Bangkok Expressway and Metro Public Company Limited (BEM Plc.)
- Company type: Public
- Traded as: SET: BEM
- ISIN: TH6999010007
- Industry: Transportation
- Founded: 30 December 2015; 10 years ago
- Headquarters: Bangkok, Thailand
- Area served: Bangkok Metropolitan Region
- Key people: Veerapong Ramangkul(Chairman, CEO)
- Services: Mass transit; Media; Property; Services
- Parent: CH. Karnchang Public Company Limited
- Website: www.bemplc.co.th

= Bangkok Expressway and Metro =

Public transportation company in Thailand

Bangkok Expressway and Metro Public Company Limited or BEM (บริษัท ทางด่วนและรถไฟฟ้ากรุงเทพ จำกัด (มหาชน)) is a public transportation company in Thailand. It operates two metro lines in Bangkok and expressways.
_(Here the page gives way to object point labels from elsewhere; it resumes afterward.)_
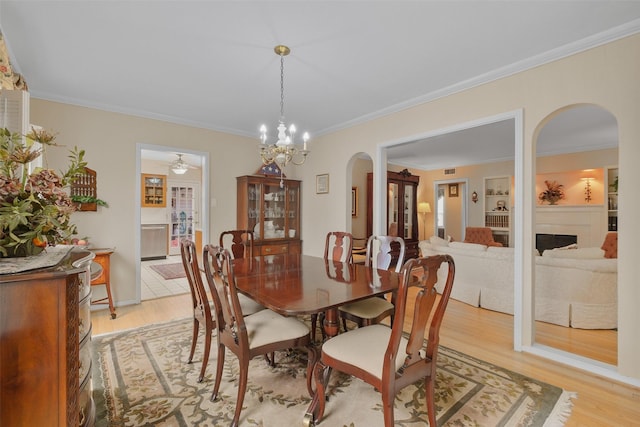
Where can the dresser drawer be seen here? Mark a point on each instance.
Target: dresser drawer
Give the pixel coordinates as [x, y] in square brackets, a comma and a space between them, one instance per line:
[84, 284]
[275, 249]
[84, 317]
[84, 365]
[86, 406]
It was formed by the merger of Bangkok Expressway Public Company Limited (“BECL”) and Bangkok Metro Public Company Limited (“BMCL”) on December 30, 2015.
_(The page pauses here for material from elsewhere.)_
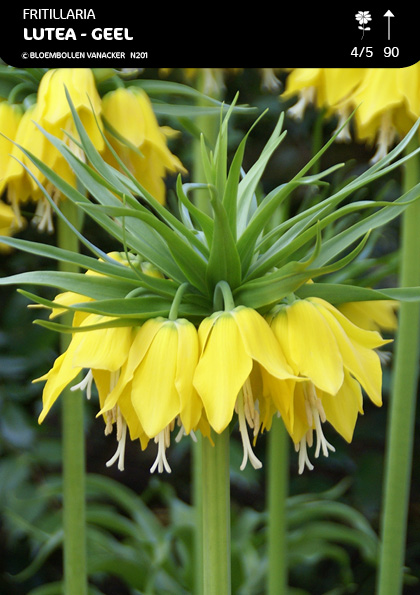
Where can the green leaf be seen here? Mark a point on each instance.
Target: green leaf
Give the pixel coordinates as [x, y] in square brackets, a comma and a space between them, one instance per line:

Under 25-year concession agreements with the Mass Rapid Transit Authority of Thailand, BEM operates the MRT Blue Line, MRT Purple Line and is also set to operate the MRT Orange Line once it becomes operational. Additional BEM has won contracts to build or operate three expressways in Bangkok: the Si Rat expressway, Si Rat - Outer Ring Road Expressway and Udon Ratthaya Expressway.

BEM is listed on the Stock Exchange of Thailand and has a market value over THB 80,000 million.